Sigmund, a leading Austrian mathematician, grew up in the mythical shadow of the Vienna Circle, whose members either died or fled Austria in the 1930s, never to return. Despite their absence during and after the war, until recently their theories were still feared by conservatives and derided by the leftists close to the Frankfurt school (Theodor Adorno, Herbert Marcuse). But Sigmund felt attracted by the mathematicians who were members of the Circle; he re-edited their work and fought for their recognition.

To a mathematician, the Circle’s painstaking logical exactness and clarity, often ridiculed by philosophy colleagues, appeared as just another virtue of their thought. More recently, Sigmund initiated an exhibit on the Vienna Circle at the University in 2015, of which (full disclosure) I was a conceptual part.

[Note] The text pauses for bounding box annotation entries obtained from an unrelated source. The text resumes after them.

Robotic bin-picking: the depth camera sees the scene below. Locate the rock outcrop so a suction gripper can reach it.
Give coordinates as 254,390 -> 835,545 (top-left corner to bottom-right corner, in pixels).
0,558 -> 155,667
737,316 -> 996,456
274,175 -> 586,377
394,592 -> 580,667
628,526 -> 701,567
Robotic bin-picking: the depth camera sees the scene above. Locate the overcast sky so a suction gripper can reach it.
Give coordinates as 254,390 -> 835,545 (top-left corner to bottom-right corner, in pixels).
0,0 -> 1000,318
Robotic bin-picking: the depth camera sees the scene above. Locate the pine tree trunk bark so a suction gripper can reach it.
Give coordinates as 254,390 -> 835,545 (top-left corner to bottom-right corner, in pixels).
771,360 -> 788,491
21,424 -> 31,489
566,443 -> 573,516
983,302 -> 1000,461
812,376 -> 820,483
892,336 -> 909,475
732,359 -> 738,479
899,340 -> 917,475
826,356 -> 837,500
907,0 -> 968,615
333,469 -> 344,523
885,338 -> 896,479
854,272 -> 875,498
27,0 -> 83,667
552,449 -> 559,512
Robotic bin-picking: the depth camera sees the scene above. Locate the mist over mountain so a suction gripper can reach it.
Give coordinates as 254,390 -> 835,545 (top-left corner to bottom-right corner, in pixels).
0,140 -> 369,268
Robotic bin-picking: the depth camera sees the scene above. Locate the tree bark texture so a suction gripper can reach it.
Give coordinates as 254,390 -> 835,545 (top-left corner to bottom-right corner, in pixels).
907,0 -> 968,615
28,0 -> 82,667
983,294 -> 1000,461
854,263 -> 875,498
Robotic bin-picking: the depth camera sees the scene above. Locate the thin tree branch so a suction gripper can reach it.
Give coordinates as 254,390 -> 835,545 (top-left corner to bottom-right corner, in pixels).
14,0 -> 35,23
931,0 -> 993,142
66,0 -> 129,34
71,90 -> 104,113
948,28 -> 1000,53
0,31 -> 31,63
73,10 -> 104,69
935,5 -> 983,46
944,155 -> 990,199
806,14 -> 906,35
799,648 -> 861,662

The book’s lively narrative begins with Mach and Boltzmann describing their clashes, as well as the dramatic episode of Boltzmann’s suicide. Sigmund outlines the Circle’s cultural setting, its contact with architects like Adolf Loos and Josef Frank, its interaction with writers like Robert Musil, Hermann Broch or Leo Perutz and the regular presence of Viennese philosophers at the Bauhaus, then the hotspot of artistic modernism.

The role of mathematically exact thinking had a huge influence on the Vienna circle, and Sigmund draws a lively picture of the influence of mathematician Hans Hahn and the scientific breakthrough of his student Kurt Gödel, whose proof of the incompleteness of mathematics transformed the field and laid the foundations for modern computer science. As elsewhere in this intellectual history, Sigmund embeds the description of Gödel’s innovations into his biography, from his frequent stays at psychiatric hospitals and his dramatic flight from the Nazis to his close friendship with Einstein in the 1950s.

It is a masterful history of scientific exactness in interwar Austria, which combines a richness of historical detail and a clarity and simplicity in the explanations of science with the dramatic precision of the best writers of narrative. The Vienna Circle deserved no less.